É diretor-geral do Instituto Jones dos Santos Neves. Pós-Doutor em Geografia, mestre em Arquitetura e Urbanismo (Ufes), pesquisador do IJSN e professor da Universidade Vila Velha (UVV). Escreve às quartas

Cariacica pode se tornar a segunda economia do ES

Com um PIB projetado de R$ 32,8 bilhões Cariacica pode superar a economia de Vitória (R$ 32,2 bilhões) neste ano de 2026. Se as projeções se confirmarem, Cariacica finaliza esse ano como a 2ª maior economia do Espírito Santo

Publicado em 04/03/2026 às 04h00

Com coautoria de Antônio Ricardo da Rocha

Os dados oficiais do Produto Interno Bruto (PIB) mais atualizados que foram divulgados reportam a realidade dos municípios brasileiros conforme a fotografia do ano de 2023. Essas informações são trabalhadas no âmbito da rede nacional de pesquisa do Sistema de Contas Regionais (SCR), que integra esforços de instituições de pesquisa e gestão pública em nível nacional e estadual, que ostentam credibilidade e rigor científico.

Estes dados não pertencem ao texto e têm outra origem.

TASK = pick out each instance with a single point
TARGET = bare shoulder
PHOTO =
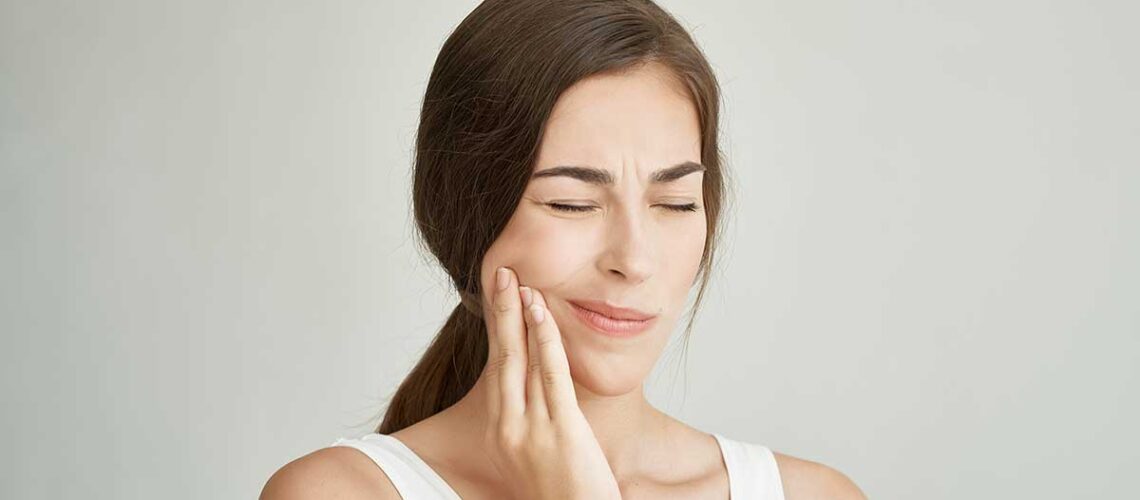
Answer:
(334, 472)
(805, 480)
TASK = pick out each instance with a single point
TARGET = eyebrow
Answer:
(602, 177)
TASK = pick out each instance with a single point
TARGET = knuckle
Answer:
(499, 362)
(502, 308)
(551, 377)
(534, 368)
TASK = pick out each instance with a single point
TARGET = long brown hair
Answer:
(490, 92)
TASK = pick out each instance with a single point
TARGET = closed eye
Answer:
(564, 207)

O Instituto Jones dos Santos Neves (IJSN) representa o Espírito Santo e integra essa estratégica rede de produção de dados oficiais e inteligência que embasam o planejamento e processo decisório relativos ao desenvolvimento socioeconômico nacional, estadual e nos mais de 5.500 municípios brasileiros.

Dada a sua magnitude de unidades geográficas e diversidade de bases de dados, o esforço para o cálculo do PIB oficial resulta em um atraso temporal aproximado de dois anos. É por isso que em 2025 foram publicadas as informações relativas ao ano de 2023.

Em artigo publicado neste espaço de A Gazeta, elaborado com base nos dados do PIB dos Municípios Capixabas, destaquei que, na corrida da economia, Cariacica está acelerando. Em 2023, a Serra manteve o posto de maior economia do ES, com um PIB de R$ 37,6 bilhões. Em seguida, perdendo tração, estava a capital Vitória com PIB de R$ 28,2 bilhões. Vila Velha e Cariacica registraram PIB de R$ 19,7 bilhões, ou seja, essas duas cidades chegaram juntas na corrida da economia em 2023.

Entre esses municípios, os mais populosos e economicamente relevantes do Estado, Cariacica foi o que apresentou a maior taxa anual de crescimento geométrico para o período de 2019 a 2023, a saber, uma taxa de 18,6%. Vila Velha e Serra computaram taxas de crescimento muito próximas 11,6% e 11,5%, respectivamente. E Vitória apresentou uma taxa anual de crescimento de 4,5%, o que de certa forma evidencia a perda relativa de dinamismo econômico.

O período de 2019 a 2023 representa o recorte temporal que melhor reflete a dinâmica econômica mais recente, conforme os dados oficiais disponíveis. Com base nas taxas anuais calculadas, projetamos os valores dos PIBs até o presente ano de 2026. Insta salientar que essas são projeções matemáticas que tomam como base somente as taxas de crescimento observadas, não considerando outras variáveis e eventuais fatores atípicos.

Dois destaques chamam atenção nesse nosso ensaio estatístico. Primeiro, a Serra amplia significativamente a sua diferença em relação aos demais municípios, se consolidando como a maior economia estadual com um PIB de R$ 52,2 bilhões em 2026.

Vista aérea de Cariacica
Vista aérea de Cariacica. Crédito: Claudio Postay/Prefeitura de Cariacica

O outro destaque fica com Cariacica. Em 2024, esse município encerraria o ano com um PIB estimado de R$ 23,3 bilhões, superando Vila Velha (R$ 22,0 bilhões) e alcançando o posto de 3ª maior economia capixaba. E não para por aí, segundo os cálculos das projeções, com um PIB de R$ 32,8 bilhões Cariacica pode superar a economia de Vitória (R$ 32,2 bilhões) neste ano de 2026. Se as projeções se confirmarem, Cariacica finaliza este ano como a 2ª maior economia do Espírito Santo, sendo superada somente pela Serra.

Nesse cenário projetado, Cariacica passa a ocupar uma posição ainda mais privilegiada na dinâmica econômica capixaba. Não se trata apenas de números em ascensão, mas de um movimento que reflete localização estratégica na Região Metropolitana, expansão logística, novos investimentos, planejamento urbano mais adequado e maior integração produtiva com a economia estadual.

Este texto não traduz, necessariamente, a opinião de A Gazeta.